3. L’évolution du dialogue au fil de la séquence
La deuxième voix (la voix critique) s’élève contre le projet d’écrire ses souvenirs d’enfance. Différents moyens sont
employés, dont l’humour.
Imaginant ce qui a pu pousser N1 à se lancer dans ce projet, N2 songe d’abord
1. à la vieillesse (peut-être que tes forces déclinent)
2. puis au désir de prendre sa retraite (ce qui revient au même, allusion plaisante aussi à l’âge de Nathalie Sarraute,
83 ans lorsqu’elle publie Enfance)
3. puis évoque l’élément le seul où tu aies jamais pu vivre (8), c’est-à-dire qu’elle oppose à la démarche de
l’autobiographie le rappel de la nature et de l’originalité de sa création.
La deuxième voix a pour caractéristique d’être très irrévérencieuse, narquoise (ce qu’on trouve chez les narrateurs de
Sarraute en général).
Dans le deuxième bloc, le dialogue initial cède la place à N1, mais Nathalie Sarraute recrée un autre dialogue à
l’intérieur de cette voix, entre la bonne d’enfant et l’enfant.
N2 intervient alors, mais de manière limitée : pour demander une précision l. 92. Elle collabore ainsi à l’établissement
du souvenir d’enfance.
Ce procédé de dédoublement permet de poser la singularité de la démarche de Nathalie Sarraute.
2. La singularité de la démarche « autobiographique »
La mise en scène d’une lutte, d’une confrontation entre N1 et N2, vise à justifier le projet autobiographique et à le
replacer dans le contexte de l’œuvre intégrale.

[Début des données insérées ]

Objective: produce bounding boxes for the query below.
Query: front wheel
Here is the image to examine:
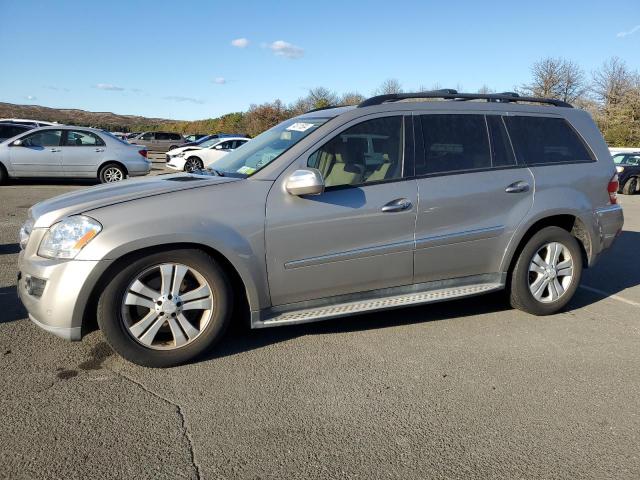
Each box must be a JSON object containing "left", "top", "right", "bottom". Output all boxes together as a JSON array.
[
  {"left": 97, "top": 249, "right": 233, "bottom": 367},
  {"left": 509, "top": 227, "right": 582, "bottom": 315},
  {"left": 184, "top": 157, "right": 204, "bottom": 173}
]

Il s’agit de s’interroger sur la possibilité d’être original et créatif à partir d’une
matière autobiographique.
Voyons d’abord quels risques court l’autobiographe.
1. Les risques de l’autobiographie
Ces risques sont énoncés par N2.
Les guillemets autour de la formule « évoquer tes souvenirs d’enfance » montrent bien le caractère stéréotypée de la
démarche autobiographique : l’expression est un cliché ; elle est raillée par l’ironie ; elle rappelle en effet l’exercice de
rédaction scolaire : « raconter un souvenir d’enfance ». Le caractère narcissique de cette tentation est « dénoncée par
l’emphase » (Gosselin, p. 29) en particulier par la mise entre guillemets.
La critique affleure dans le choix du déictique ça, ligne 1. Ce pronom indéfini neutre a une valeur péjorative
manifeste.
Le risque majeur est que ce soit du tout cuit (9, l. 43) du fixé d’avance : c’est-à-dire que l’écriture des souvenirs
d’enfance s’appuient sur des lieux communs (précisément ce que Nathalie Sarraute refuse dans son œuvre). L’expression
« du tout cuit » figure entre guillemets : elle est familière et revêt un caractère de critique.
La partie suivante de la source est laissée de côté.